As I get ready to start the school year I am asking our tech team to ensure Desire2Learn is enabled so TI-Publishview files work, that the document player loads and opens the interactive documents. But I go into the use of flipped lessons much more wiser and after reading much more on the subject.
Perhaps the most stunning bit of research that I have read comes from a study from the Stanford Graduate School of Education. I am posting a link to the summary of the research here:
I have to be honest, I have always been extremely anxious of a model where students are asked to watch videos at home and then come to class to practice what they have learned and for further elaboration. My anxiety in such a model comes from two places:
1) Students may not have an established culture of homework completion and if they do not, you are only flipping the problem of incomplete practice questions versus incomplete lecture watching. If the videos are not watched then the concept they will be practicing in class will be even more foreign than if the lecture occurred without any practice/reinforcement afterwards.
2) I learned very early in my teaching career that I hate the chalk and talk/lecture delivery for lessons but more importantly students will learn concepts better when given the opportunity to explore, question, to touch and to do... in lieu of just watch. When teaching science we played with electrodes and electrolytes as a class using a CBL, in math we walked distance time graphs with a CBR and flipped pennies/collected data and ran regression analysis using TI handheld technologies. Students learned from doing the math and not watching the math.
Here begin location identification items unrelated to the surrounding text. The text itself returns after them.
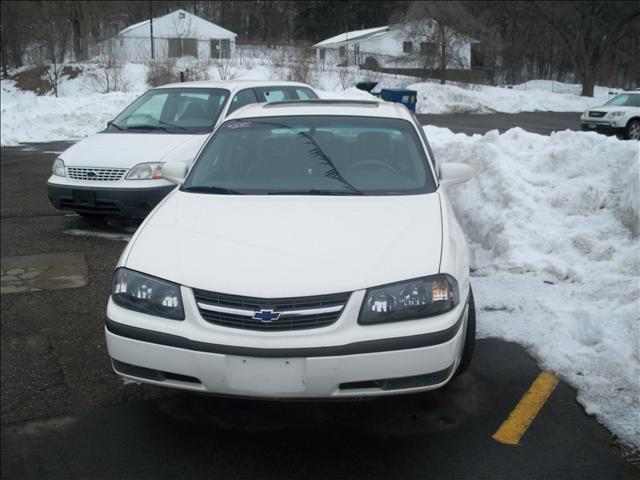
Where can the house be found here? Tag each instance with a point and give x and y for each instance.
(413, 45)
(175, 35)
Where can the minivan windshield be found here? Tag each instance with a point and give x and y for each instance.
(625, 100)
(173, 110)
(312, 155)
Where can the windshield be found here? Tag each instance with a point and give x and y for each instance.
(313, 155)
(173, 110)
(625, 100)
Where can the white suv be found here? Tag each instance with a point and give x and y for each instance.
(117, 171)
(310, 252)
(619, 116)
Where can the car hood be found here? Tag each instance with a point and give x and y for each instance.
(280, 246)
(124, 150)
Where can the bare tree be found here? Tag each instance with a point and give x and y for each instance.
(590, 32)
(108, 75)
(52, 33)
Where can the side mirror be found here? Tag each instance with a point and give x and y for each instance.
(452, 173)
(175, 172)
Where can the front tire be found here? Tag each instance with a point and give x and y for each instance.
(469, 338)
(633, 130)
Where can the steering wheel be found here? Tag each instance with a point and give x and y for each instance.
(142, 116)
(378, 163)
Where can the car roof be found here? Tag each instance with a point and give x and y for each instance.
(342, 107)
(234, 84)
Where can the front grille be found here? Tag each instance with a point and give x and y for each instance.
(97, 174)
(295, 313)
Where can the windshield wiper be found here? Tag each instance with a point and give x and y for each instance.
(315, 191)
(173, 125)
(211, 189)
(147, 127)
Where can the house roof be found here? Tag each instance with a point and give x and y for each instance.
(178, 24)
(354, 35)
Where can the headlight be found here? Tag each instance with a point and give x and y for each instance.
(146, 294)
(145, 171)
(58, 167)
(422, 297)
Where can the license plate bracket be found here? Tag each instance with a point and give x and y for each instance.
(85, 198)
(267, 375)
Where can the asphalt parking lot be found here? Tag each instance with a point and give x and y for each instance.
(66, 415)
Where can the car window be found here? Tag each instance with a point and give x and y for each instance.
(305, 94)
(625, 100)
(242, 98)
(424, 139)
(149, 109)
(338, 155)
(275, 94)
(173, 110)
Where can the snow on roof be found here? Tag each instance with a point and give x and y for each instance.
(354, 35)
(233, 84)
(178, 24)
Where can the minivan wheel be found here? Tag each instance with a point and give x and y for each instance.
(633, 130)
(469, 338)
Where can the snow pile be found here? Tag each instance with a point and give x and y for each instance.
(553, 226)
(80, 110)
(436, 98)
(27, 117)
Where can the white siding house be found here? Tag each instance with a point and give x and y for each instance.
(176, 35)
(406, 46)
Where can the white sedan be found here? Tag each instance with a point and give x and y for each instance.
(311, 251)
(619, 116)
(117, 171)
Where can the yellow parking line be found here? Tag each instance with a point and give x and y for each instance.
(525, 412)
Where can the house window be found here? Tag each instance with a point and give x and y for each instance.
(180, 47)
(428, 49)
(220, 48)
(190, 47)
(225, 45)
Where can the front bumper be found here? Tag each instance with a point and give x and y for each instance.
(601, 127)
(127, 202)
(381, 366)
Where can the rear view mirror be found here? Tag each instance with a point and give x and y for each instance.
(452, 173)
(175, 172)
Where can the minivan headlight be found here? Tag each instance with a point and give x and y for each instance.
(147, 294)
(145, 171)
(58, 167)
(411, 299)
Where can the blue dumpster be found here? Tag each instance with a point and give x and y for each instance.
(409, 98)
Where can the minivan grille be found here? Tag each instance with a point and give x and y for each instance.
(270, 314)
(96, 174)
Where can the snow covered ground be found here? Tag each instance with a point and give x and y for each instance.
(553, 225)
(80, 110)
(534, 96)
(552, 220)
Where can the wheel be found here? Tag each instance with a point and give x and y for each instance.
(469, 338)
(633, 130)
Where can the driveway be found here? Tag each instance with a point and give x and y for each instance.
(65, 414)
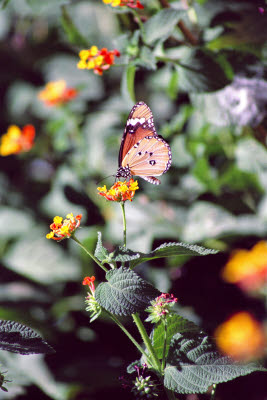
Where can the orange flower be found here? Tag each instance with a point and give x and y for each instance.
(56, 93)
(241, 337)
(64, 229)
(121, 3)
(120, 191)
(17, 140)
(248, 268)
(98, 60)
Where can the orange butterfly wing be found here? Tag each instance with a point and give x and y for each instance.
(143, 152)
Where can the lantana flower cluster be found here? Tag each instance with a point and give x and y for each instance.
(248, 268)
(64, 229)
(17, 140)
(122, 3)
(241, 337)
(56, 93)
(120, 191)
(161, 307)
(92, 305)
(98, 60)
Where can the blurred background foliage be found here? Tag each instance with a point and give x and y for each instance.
(205, 81)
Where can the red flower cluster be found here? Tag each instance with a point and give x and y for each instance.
(90, 282)
(64, 229)
(120, 191)
(17, 140)
(98, 60)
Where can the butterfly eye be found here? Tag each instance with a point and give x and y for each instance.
(140, 133)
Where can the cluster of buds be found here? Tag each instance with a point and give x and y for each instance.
(17, 140)
(98, 60)
(92, 305)
(123, 3)
(56, 93)
(64, 229)
(120, 191)
(161, 307)
(143, 387)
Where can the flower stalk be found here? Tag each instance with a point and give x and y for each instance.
(73, 237)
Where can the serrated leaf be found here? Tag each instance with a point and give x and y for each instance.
(101, 252)
(199, 72)
(193, 364)
(21, 339)
(74, 36)
(175, 324)
(125, 293)
(161, 25)
(172, 249)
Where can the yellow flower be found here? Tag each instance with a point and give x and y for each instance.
(120, 191)
(17, 140)
(98, 60)
(248, 268)
(64, 229)
(241, 337)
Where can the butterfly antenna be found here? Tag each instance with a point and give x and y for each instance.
(105, 178)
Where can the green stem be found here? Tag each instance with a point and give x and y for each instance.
(89, 253)
(163, 362)
(124, 222)
(137, 345)
(147, 342)
(139, 21)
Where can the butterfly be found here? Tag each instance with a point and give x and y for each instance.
(143, 152)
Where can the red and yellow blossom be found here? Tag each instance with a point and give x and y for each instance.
(248, 268)
(64, 229)
(160, 307)
(56, 93)
(120, 191)
(17, 140)
(241, 337)
(98, 60)
(122, 3)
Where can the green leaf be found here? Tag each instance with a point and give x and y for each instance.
(125, 293)
(161, 25)
(175, 324)
(251, 156)
(203, 172)
(193, 364)
(199, 72)
(172, 249)
(74, 36)
(146, 59)
(101, 252)
(127, 83)
(21, 339)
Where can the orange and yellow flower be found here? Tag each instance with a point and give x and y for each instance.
(241, 337)
(120, 191)
(98, 60)
(57, 93)
(248, 268)
(64, 229)
(17, 140)
(122, 3)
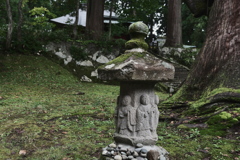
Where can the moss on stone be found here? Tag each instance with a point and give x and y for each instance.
(136, 43)
(124, 57)
(182, 126)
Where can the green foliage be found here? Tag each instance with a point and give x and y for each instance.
(42, 113)
(41, 16)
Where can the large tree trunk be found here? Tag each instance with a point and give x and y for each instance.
(218, 63)
(10, 25)
(174, 24)
(75, 25)
(94, 24)
(20, 22)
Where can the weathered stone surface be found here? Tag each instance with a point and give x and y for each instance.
(136, 113)
(102, 59)
(85, 79)
(153, 155)
(137, 65)
(86, 63)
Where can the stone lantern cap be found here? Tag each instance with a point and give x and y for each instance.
(136, 64)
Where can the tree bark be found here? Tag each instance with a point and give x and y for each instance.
(75, 25)
(10, 25)
(174, 24)
(20, 22)
(218, 63)
(110, 20)
(94, 25)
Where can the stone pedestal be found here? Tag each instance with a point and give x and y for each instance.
(136, 113)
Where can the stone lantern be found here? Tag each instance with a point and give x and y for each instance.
(136, 113)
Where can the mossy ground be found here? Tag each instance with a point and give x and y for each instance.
(51, 115)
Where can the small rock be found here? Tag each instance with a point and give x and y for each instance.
(152, 155)
(23, 152)
(124, 157)
(143, 155)
(130, 157)
(123, 150)
(109, 149)
(138, 150)
(118, 157)
(95, 55)
(143, 151)
(162, 157)
(123, 153)
(135, 154)
(120, 146)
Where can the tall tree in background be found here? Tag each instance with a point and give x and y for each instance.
(76, 20)
(218, 63)
(20, 21)
(174, 24)
(94, 24)
(10, 25)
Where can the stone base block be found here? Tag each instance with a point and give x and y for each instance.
(128, 152)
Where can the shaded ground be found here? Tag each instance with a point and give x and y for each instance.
(49, 114)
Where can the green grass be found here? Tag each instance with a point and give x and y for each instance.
(42, 113)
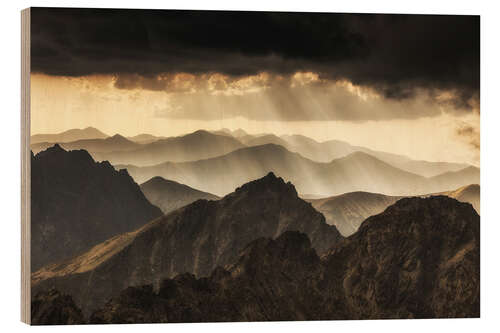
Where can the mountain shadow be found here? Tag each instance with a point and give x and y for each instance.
(194, 239)
(417, 259)
(77, 203)
(170, 195)
(356, 172)
(69, 135)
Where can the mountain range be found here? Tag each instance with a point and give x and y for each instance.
(195, 239)
(194, 146)
(150, 150)
(170, 195)
(69, 136)
(417, 259)
(77, 203)
(347, 211)
(356, 172)
(115, 143)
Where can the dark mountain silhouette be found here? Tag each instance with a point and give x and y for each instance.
(170, 195)
(110, 144)
(198, 145)
(470, 193)
(51, 307)
(333, 149)
(347, 211)
(417, 259)
(77, 203)
(355, 172)
(194, 239)
(68, 136)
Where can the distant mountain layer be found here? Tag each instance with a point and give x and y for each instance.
(418, 259)
(347, 211)
(110, 144)
(195, 239)
(191, 147)
(77, 203)
(355, 172)
(68, 136)
(170, 195)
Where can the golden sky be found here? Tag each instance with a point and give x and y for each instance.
(423, 127)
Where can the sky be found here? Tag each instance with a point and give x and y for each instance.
(407, 84)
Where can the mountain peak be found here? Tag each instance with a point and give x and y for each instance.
(269, 182)
(117, 137)
(428, 212)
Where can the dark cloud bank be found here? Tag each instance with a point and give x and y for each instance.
(394, 54)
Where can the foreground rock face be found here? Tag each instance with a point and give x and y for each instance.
(53, 308)
(194, 239)
(77, 203)
(417, 259)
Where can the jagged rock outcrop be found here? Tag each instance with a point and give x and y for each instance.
(417, 259)
(272, 280)
(77, 203)
(194, 239)
(53, 308)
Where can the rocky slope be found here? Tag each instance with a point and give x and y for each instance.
(194, 239)
(170, 195)
(77, 203)
(347, 211)
(418, 259)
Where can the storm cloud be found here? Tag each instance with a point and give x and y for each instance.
(396, 55)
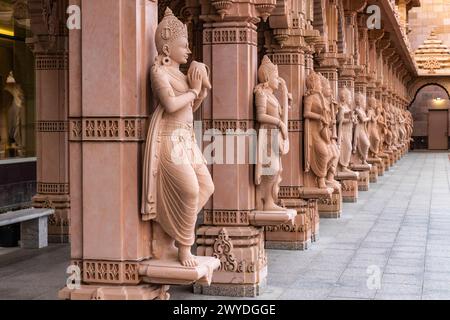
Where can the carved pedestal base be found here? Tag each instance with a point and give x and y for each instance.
(291, 237)
(331, 208)
(349, 186)
(386, 161)
(376, 164)
(243, 261)
(162, 272)
(98, 292)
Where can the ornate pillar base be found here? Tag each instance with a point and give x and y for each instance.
(243, 260)
(349, 186)
(331, 208)
(291, 237)
(98, 292)
(364, 174)
(58, 224)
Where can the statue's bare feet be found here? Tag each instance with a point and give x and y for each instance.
(186, 258)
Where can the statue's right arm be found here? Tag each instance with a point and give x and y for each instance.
(164, 92)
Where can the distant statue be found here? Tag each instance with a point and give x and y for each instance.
(361, 141)
(317, 133)
(273, 137)
(176, 181)
(330, 117)
(345, 122)
(373, 129)
(15, 113)
(388, 127)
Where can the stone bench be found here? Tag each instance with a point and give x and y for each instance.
(33, 226)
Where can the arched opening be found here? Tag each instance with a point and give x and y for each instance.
(429, 109)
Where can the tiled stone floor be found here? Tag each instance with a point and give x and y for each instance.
(400, 230)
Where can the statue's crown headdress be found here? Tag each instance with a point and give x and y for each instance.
(169, 29)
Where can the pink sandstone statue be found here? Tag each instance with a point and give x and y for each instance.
(273, 137)
(176, 181)
(330, 115)
(317, 135)
(373, 127)
(361, 141)
(15, 113)
(345, 129)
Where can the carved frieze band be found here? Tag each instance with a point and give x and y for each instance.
(112, 272)
(226, 217)
(52, 188)
(48, 61)
(238, 35)
(51, 126)
(107, 129)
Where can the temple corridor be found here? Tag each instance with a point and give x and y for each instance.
(400, 227)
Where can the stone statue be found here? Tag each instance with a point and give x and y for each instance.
(345, 129)
(273, 137)
(15, 113)
(317, 133)
(387, 132)
(373, 129)
(176, 181)
(361, 141)
(330, 115)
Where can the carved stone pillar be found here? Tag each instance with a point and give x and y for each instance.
(50, 47)
(230, 230)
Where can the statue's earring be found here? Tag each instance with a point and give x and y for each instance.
(166, 61)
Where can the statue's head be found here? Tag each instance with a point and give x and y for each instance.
(360, 100)
(172, 39)
(326, 87)
(268, 73)
(345, 96)
(313, 82)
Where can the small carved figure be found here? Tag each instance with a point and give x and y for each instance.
(273, 137)
(317, 134)
(361, 141)
(373, 127)
(345, 122)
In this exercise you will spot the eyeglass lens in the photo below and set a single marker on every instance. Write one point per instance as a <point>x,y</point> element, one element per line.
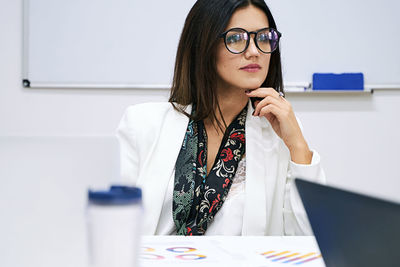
<point>266,40</point>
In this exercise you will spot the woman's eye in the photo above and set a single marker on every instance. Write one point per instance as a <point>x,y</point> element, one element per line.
<point>263,38</point>
<point>234,38</point>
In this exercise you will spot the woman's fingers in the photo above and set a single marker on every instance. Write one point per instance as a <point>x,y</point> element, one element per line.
<point>263,92</point>
<point>269,100</point>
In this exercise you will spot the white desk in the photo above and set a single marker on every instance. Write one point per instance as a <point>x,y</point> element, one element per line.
<point>230,251</point>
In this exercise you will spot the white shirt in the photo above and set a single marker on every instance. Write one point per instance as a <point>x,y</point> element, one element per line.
<point>151,137</point>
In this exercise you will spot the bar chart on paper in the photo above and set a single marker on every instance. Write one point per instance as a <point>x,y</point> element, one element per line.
<point>230,251</point>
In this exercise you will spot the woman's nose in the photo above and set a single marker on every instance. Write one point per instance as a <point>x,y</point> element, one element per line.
<point>252,49</point>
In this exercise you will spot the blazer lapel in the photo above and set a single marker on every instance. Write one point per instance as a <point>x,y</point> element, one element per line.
<point>157,172</point>
<point>260,174</point>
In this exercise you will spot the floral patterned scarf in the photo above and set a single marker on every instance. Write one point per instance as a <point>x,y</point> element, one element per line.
<point>198,197</point>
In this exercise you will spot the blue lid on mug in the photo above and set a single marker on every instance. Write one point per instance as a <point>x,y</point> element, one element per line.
<point>116,195</point>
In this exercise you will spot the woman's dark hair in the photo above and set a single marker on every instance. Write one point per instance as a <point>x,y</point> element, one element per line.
<point>195,73</point>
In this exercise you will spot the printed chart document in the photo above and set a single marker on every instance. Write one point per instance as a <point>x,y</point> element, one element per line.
<point>230,251</point>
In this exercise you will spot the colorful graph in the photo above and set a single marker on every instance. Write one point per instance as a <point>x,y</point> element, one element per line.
<point>183,254</point>
<point>287,256</point>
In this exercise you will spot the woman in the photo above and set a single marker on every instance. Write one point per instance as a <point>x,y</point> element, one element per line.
<point>221,156</point>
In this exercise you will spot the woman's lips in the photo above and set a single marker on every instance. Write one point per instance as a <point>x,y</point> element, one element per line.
<point>251,68</point>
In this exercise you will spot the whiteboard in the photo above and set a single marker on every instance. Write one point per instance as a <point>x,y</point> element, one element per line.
<point>131,43</point>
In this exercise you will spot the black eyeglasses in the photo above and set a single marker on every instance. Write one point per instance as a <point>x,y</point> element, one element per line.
<point>237,40</point>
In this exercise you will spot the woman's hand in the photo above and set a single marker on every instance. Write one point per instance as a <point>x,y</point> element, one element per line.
<point>278,111</point>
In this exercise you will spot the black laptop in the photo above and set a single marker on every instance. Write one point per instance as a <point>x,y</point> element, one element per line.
<point>352,229</point>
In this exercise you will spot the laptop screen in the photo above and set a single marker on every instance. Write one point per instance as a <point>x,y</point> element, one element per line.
<point>352,229</point>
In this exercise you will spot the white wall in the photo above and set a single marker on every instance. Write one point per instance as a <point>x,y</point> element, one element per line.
<point>55,143</point>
If you have not done so already, go back to the link I posted earlier in this blog and read it. It states what I have observed in my class and what research constantly validates... students grasp concepts better by doing... First! Then the videos and notes are fine to present to students.
So, where does this leave me in terms of flipped lessons for this year? I still plan on using them. Whatever I create I will be posting inside the content manager of Desire2Learn so that I can track student use. This allows me to hold students accountable for their role in the flipped classroom.
Then, like before, I will be using TI-Publishview to create an "interactive" flipped lesson. The beginning of the lesson will consist of interactive apps embedded into the TI-Publishview document where students can click or drag to perform an action, observe the consequences of that action and I will have questions inserted that will help in the discovery process. Only at the end of the lesson will I embed a video (or link to one) where the concept is "lectured". By doing so I think that I can replicate much closer what I did in the face to face classroom and apply it to the flipped classroom as well as integrate the findings from the study at Stanford into application/practice. I will blog on my findings.